Fast Forward: Painting from the 1980s

Solo en Inglès


David Salle, Sextant in Dogtown, 1987. Oil and acrylic on canvas, 96 3/16 × 126 1/4in. (244.3 × 320.7 cm). 99 1/8 × 129 3/8in. (251.8 × 328.6 cm). Whitney Museum of American Art, New York; Purchase, with funds from the Painting and Sculpture Committee 88.8a-e Art © David Salle, Licensed by VAGA, New York, NY

Jane Panetta: This painting, called Sextant in Dogtown, is by artist David Salle. Although it seems to be telling a story, one would be hard-pressed to say exactly what the artist is trying to communicate. He presents us with an odd assortment of seemingly unrelated images: a woman performing a bizarre striptease act, a couple of nasty-looking clowns, and a strange figure operating an old-fashioned sea navigation device called a sextant.
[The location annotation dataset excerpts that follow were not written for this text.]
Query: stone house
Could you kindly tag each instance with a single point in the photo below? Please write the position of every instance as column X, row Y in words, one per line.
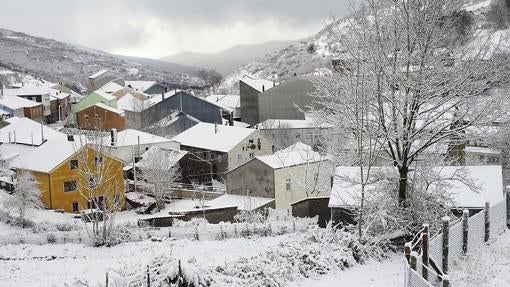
column 289, row 175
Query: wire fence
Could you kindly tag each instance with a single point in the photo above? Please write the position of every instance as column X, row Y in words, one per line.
column 431, row 274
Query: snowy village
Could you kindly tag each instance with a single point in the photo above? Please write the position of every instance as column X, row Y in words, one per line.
column 328, row 143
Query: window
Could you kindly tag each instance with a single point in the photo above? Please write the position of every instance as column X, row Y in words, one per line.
column 69, row 186
column 92, row 182
column 98, row 160
column 74, row 164
column 76, row 207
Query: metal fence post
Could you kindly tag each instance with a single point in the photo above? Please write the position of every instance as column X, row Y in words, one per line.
column 407, row 251
column 508, row 209
column 425, row 251
column 446, row 245
column 487, row 221
column 465, row 230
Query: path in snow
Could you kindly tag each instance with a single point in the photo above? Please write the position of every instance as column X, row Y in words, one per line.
column 486, row 267
column 373, row 274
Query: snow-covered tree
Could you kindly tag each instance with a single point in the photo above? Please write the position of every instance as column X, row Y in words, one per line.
column 424, row 84
column 159, row 168
column 100, row 185
column 26, row 195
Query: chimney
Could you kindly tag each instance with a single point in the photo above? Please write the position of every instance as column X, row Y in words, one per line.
column 113, row 136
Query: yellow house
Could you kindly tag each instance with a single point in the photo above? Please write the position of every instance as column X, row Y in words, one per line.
column 63, row 169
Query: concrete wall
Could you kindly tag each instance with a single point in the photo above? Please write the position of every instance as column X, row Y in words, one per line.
column 311, row 207
column 285, row 137
column 191, row 105
column 298, row 176
column 249, row 104
column 240, row 154
column 280, row 102
column 105, row 120
column 255, row 176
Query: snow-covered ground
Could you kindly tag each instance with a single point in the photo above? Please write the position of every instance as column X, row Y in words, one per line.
column 486, row 267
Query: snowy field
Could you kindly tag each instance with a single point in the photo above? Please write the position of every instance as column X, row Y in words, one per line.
column 486, row 267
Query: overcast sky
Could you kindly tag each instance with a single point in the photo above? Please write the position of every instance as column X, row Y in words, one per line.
column 156, row 28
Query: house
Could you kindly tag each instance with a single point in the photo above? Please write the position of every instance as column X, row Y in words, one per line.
column 131, row 143
column 27, row 132
column 147, row 87
column 284, row 133
column 95, row 98
column 227, row 147
column 229, row 102
column 170, row 102
column 13, row 106
column 100, row 117
column 262, row 100
column 57, row 166
column 289, row 175
column 101, row 78
column 172, row 125
column 249, row 90
column 191, row 169
column 346, row 189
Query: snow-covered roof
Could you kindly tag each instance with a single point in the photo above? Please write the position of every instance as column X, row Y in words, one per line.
column 49, row 155
column 9, row 152
column 479, row 149
column 172, row 156
column 347, row 192
column 129, row 137
column 98, row 74
column 258, row 84
column 27, row 91
column 104, row 95
column 296, row 154
column 14, row 102
column 130, row 103
column 27, row 132
column 110, row 87
column 228, row 101
column 242, row 202
column 106, row 107
column 206, row 136
column 141, row 86
column 308, row 122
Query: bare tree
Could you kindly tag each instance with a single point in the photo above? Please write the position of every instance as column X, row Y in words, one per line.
column 426, row 85
column 159, row 168
column 100, row 183
column 26, row 195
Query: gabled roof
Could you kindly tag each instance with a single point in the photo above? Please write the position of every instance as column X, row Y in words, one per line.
column 204, row 136
column 346, row 190
column 106, row 107
column 110, row 88
column 14, row 102
column 104, row 95
column 172, row 156
column 129, row 137
column 49, row 155
column 296, row 154
column 141, row 86
column 258, row 84
column 229, row 101
column 102, row 72
column 28, row 132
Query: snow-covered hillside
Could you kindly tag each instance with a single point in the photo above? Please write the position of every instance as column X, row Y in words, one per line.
column 314, row 55
column 61, row 62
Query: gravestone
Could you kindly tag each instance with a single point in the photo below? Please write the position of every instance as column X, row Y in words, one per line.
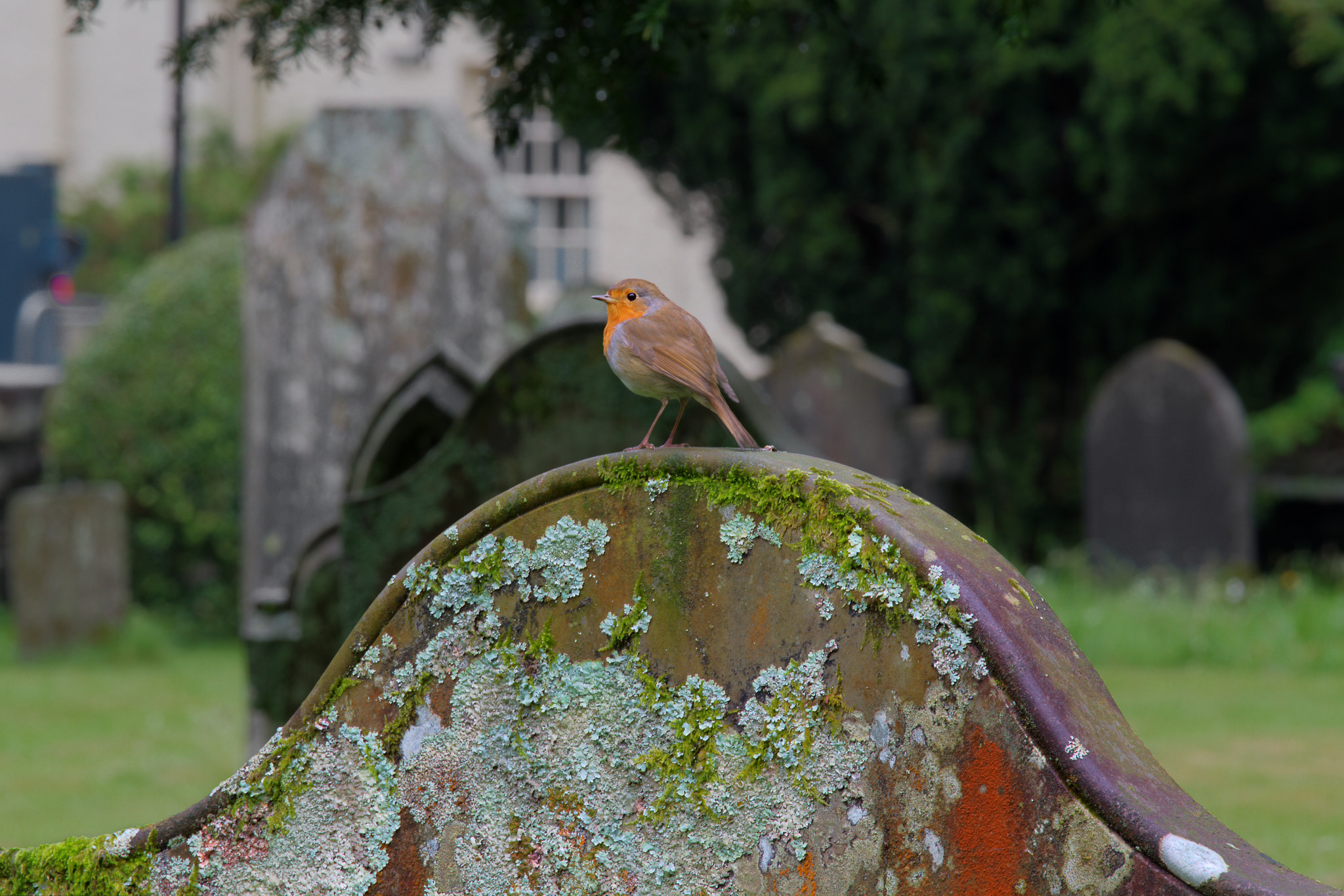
column 69, row 563
column 1166, row 464
column 856, row 409
column 385, row 239
column 550, row 402
column 694, row 670
column 23, row 391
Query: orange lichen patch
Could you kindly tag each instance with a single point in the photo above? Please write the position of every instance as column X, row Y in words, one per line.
column 805, row 874
column 988, row 825
column 404, row 872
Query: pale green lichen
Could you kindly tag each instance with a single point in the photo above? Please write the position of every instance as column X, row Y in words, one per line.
column 837, row 550
column 793, row 704
column 550, row 571
column 741, row 531
column 565, row 762
column 656, row 487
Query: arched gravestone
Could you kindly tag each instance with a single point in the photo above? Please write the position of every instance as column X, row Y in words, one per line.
column 383, row 238
column 415, row 415
column 551, row 401
column 1167, row 465
column 694, row 672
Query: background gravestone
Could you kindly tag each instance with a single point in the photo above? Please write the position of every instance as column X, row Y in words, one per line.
column 23, row 388
column 550, row 402
column 383, row 241
column 69, row 563
column 1166, row 462
column 856, row 409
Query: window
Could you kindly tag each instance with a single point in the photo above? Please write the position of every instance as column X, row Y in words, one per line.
column 550, row 171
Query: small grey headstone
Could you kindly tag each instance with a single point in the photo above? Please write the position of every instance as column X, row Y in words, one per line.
column 855, row 409
column 1167, row 472
column 69, row 563
column 383, row 239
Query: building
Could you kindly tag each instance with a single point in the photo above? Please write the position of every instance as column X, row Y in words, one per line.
column 85, row 101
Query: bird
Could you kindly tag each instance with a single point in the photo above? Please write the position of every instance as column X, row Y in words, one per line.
column 659, row 350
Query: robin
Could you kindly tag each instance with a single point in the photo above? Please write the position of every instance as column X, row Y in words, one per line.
column 659, row 350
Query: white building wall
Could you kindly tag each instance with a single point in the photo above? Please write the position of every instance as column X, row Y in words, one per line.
column 92, row 100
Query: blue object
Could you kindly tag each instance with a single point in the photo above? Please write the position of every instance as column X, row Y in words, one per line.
column 32, row 245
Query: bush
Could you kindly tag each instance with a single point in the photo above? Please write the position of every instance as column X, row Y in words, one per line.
column 124, row 219
column 155, row 405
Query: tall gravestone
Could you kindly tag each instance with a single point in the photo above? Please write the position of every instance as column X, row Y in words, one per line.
column 383, row 241
column 856, row 409
column 1167, row 472
column 69, row 563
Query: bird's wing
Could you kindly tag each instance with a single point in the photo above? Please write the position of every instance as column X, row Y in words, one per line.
column 673, row 343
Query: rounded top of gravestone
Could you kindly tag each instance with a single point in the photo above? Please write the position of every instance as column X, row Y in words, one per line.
column 1167, row 462
column 846, row 543
column 681, row 670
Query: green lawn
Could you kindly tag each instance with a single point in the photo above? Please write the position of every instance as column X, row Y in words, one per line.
column 115, row 738
column 1242, row 701
column 1261, row 750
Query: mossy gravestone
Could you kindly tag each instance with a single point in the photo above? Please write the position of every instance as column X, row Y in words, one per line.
column 1167, row 465
column 692, row 672
column 550, row 402
column 383, row 239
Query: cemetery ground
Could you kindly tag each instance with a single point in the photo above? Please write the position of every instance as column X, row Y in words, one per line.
column 1236, row 685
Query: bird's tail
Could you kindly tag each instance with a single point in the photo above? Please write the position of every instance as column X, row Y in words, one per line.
column 732, row 424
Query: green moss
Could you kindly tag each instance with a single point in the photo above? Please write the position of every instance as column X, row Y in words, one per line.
column 787, row 719
column 396, row 730
column 1017, row 586
column 694, row 714
column 820, row 520
column 624, row 632
column 75, row 866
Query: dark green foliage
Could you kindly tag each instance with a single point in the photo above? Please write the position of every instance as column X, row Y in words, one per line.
column 154, row 403
column 124, row 219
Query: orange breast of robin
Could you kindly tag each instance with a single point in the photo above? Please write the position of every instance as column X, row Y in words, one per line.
column 618, row 314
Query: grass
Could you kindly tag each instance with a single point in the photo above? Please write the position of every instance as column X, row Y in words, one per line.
column 115, row 737
column 1236, row 685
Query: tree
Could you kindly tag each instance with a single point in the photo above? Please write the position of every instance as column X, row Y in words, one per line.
column 1003, row 197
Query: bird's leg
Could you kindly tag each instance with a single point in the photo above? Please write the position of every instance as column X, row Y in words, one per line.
column 647, row 442
column 668, row 443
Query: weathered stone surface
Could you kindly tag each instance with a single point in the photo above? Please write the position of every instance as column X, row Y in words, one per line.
column 855, row 409
column 23, row 388
column 549, row 402
column 698, row 670
column 69, row 563
column 383, row 241
column 1166, row 464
Salle’s images come from a variety of sources including magazines, photographs, and pornography. Salle puts these images together in a painting the way another artist might create a collage using scraps of paper. Each of these fragments brings with it a series of associations and meanings. 

Salle began making paintings in the late 1970s, when painting itself was considered by many to be passé. When his work was first shown, it generated controversy. What seems clear now is that it captures a particular cultural moment, and comments on the media-saturation and consumerism of the Reagan era.